I have elsewhere described coming up against this problem myself in a course in which I had juxtaposed assigned readings by the arch-traditionalist Allan Bloom and the radical African American feminist bell hooks. To any academic insider, Bloom and hooks are so far apart ideologically as to be on different planets, but I realized that for some of my students they were virtually indistinguishable, both using an obscure academic language to discuss problems the students had a hard time seeing as problems. In a succinct formulation of the point that Michael Bérubé offered me after hearing a talk in which I struggled to articulate it, any two eggheads, no matter how far apart ideologically, will always be far closer to each other than to non-eggheads. Again, the reason is that eggheads -- intellectuals -- whether they are on the Left or the Right, are defined and differentiated from outsiders by their membership in a common culture of ideas and arguments, a common culture that our curricular mixed messages hide from our students and our non-communicating courses hide from us.

I’m often told that I’m naïve in thinking that academics will ever willingly consent to coordinate their courses across their partisan divisions, much less argue with each other in the ways such coordination might require. I am told that, whether rightly or wrongly, arguing out our differences just isn’t the way the academic world works. Yet it’s striking to me that we argue out our differences all the time when we review each other’s books and articles and engage each other in our publications and professional conferences.

In fact, I’m always shocked by the contrast between the academic conference scene, with its intense and lively -- if often acrimonious debates -- and our isolation from each other when we go back home. It’s not uncommon at a conference for me to run into a colleague from my own department whom I’ve passed in the hallways for years and discover that we have common interests we never suspected. I wonder why we had to travel hundreds of miles to have a conversation about the professional issues we care most about, but it’s apparently the fact that we care about them that makes them too risky for home consumption. It’s as if academic conference culture itself came into existence to satisfy a desire for intellectual community that wasn’t met by campus culture -- a fact that might guide us in changing campus culture. When I reflect that I’ve probably learned more about how to be an academic at conferences than I ever did in graduate school, I’m all the more convinced that there has to be a better way to organize intellectual life for educational purposes than dicing it into non-communicating courses.

I mentioned earlier that such courses are at odds with the new forms of connectivity enabled by our new electronic technology.
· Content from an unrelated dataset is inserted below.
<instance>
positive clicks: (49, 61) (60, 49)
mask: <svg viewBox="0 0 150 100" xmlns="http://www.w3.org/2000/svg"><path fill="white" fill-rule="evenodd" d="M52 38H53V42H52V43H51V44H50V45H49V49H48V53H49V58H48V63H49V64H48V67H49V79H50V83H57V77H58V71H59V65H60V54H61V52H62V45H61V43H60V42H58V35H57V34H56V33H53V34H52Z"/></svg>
They are also at odds with the most sophisticated and original work in the humanities during the last generation, which has taught us that what seem to be free-standing identities—whether they be texts or selves -- are produced by collective structures of discourse and representation. It seems we have deconstructed the autonomous, self-authorizing subject and the autonomous, self-authorizing literary work. It’s time we got around to deconstructing the autonomous, self-authorizing course.